This signals a restrictive interpretation of good governance immunity that limits the ability for governments to rely on permissive legislation to insulate themselves from accountability for Charter rights violations that they knew or ought to have known were risks of their conduct.

Availability of Damages for Systemic Negligence

The Court of Appeal’s reasons also address the availability of class-wide remedies under tort law. The Court of Appeal rejected the class’ systemic negligence claim, but made clear that the class members remain free to pursue their individual claims for negligence at the individual issues stage of this class action.

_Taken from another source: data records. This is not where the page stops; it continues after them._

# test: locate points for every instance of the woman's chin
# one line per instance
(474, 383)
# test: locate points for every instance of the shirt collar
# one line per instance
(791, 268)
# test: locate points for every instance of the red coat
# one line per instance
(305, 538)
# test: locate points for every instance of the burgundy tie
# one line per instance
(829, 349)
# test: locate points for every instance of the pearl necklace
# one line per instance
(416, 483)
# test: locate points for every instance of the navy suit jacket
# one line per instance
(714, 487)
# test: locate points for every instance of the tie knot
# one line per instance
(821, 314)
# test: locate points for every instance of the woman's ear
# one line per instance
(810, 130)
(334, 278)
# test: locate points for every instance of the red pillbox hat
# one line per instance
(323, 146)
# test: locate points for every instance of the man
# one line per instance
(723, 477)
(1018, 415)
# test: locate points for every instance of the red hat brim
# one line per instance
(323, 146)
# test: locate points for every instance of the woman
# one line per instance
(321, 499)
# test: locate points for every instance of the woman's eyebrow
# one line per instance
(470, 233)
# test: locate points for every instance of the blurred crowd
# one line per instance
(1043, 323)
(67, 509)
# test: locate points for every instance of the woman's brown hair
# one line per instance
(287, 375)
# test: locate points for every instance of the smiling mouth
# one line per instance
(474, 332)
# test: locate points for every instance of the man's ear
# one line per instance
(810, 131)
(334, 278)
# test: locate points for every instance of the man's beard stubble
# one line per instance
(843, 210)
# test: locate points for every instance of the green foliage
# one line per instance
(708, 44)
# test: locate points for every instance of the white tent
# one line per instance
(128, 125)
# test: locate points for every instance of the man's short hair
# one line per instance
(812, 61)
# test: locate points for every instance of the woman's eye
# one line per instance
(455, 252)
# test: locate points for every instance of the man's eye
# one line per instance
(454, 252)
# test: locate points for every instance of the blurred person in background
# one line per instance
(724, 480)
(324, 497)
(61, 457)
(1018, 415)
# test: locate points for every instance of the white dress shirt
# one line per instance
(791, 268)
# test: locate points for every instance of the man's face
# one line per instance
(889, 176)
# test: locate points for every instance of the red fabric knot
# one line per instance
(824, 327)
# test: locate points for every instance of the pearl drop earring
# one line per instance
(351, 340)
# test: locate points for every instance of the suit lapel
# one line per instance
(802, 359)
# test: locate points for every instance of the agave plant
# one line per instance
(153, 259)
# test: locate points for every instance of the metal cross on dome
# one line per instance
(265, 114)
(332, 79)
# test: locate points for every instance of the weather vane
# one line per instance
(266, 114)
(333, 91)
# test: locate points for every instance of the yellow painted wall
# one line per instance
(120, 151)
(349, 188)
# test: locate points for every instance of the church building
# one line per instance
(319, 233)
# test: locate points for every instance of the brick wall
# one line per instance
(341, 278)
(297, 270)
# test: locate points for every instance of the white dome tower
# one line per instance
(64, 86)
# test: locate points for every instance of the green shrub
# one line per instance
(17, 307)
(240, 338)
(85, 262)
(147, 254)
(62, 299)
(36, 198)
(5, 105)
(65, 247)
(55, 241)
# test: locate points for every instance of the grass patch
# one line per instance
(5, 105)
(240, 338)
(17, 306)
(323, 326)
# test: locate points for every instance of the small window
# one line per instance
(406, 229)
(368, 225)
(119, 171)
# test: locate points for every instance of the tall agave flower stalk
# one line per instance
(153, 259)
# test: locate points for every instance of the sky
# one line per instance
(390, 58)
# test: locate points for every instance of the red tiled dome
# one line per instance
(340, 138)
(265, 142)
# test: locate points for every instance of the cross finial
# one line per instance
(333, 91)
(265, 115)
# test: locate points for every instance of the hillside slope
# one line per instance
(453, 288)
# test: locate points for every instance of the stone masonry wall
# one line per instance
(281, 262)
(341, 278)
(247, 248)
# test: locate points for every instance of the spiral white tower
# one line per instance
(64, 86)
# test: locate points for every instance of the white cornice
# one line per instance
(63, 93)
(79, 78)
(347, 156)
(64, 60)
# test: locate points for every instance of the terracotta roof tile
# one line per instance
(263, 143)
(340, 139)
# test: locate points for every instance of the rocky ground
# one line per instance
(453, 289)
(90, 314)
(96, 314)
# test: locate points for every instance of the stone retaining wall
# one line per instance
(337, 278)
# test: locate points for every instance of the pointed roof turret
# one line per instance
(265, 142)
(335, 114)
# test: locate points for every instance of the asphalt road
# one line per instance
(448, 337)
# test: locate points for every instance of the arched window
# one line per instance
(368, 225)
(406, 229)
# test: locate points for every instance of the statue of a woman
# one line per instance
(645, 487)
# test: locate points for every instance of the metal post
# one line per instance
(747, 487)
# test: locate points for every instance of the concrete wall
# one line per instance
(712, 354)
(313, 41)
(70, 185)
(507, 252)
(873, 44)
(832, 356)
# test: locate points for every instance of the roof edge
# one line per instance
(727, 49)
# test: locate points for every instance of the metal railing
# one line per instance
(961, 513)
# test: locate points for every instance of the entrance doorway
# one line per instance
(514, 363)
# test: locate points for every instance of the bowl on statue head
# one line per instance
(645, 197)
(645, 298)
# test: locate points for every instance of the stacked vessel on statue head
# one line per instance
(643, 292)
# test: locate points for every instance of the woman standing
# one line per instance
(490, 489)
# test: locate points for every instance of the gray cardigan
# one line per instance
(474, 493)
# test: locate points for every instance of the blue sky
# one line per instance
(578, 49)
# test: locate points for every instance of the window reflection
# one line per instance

The Court of Appeal characterized the negligence claim as primarily one that arises from the implementation of a particular policy, such that an application of the Edwards, Cooper, and Eliopoulos cases preclude a duty of care. This claim, “properly understood, arise from breaches of the Charter, Charter analysis and consideration of the availability of Charter damages is the appropriate remedy.”[5]

Growing Judicial Condemnation of Solitary Confinement

Overall, this decision represents another strong condemnation of the practice of solitary confinement from the Ontario Court of Appeal who, a year ago, in Canadian Civil Liberties Association v. Canada, confirmed that the practice, as permitted by the Corrections and Conditional Release Act, S.C. 1992, c. 20 (“CCRA”), is unconstitutional and imposed a 15-day limit on its use.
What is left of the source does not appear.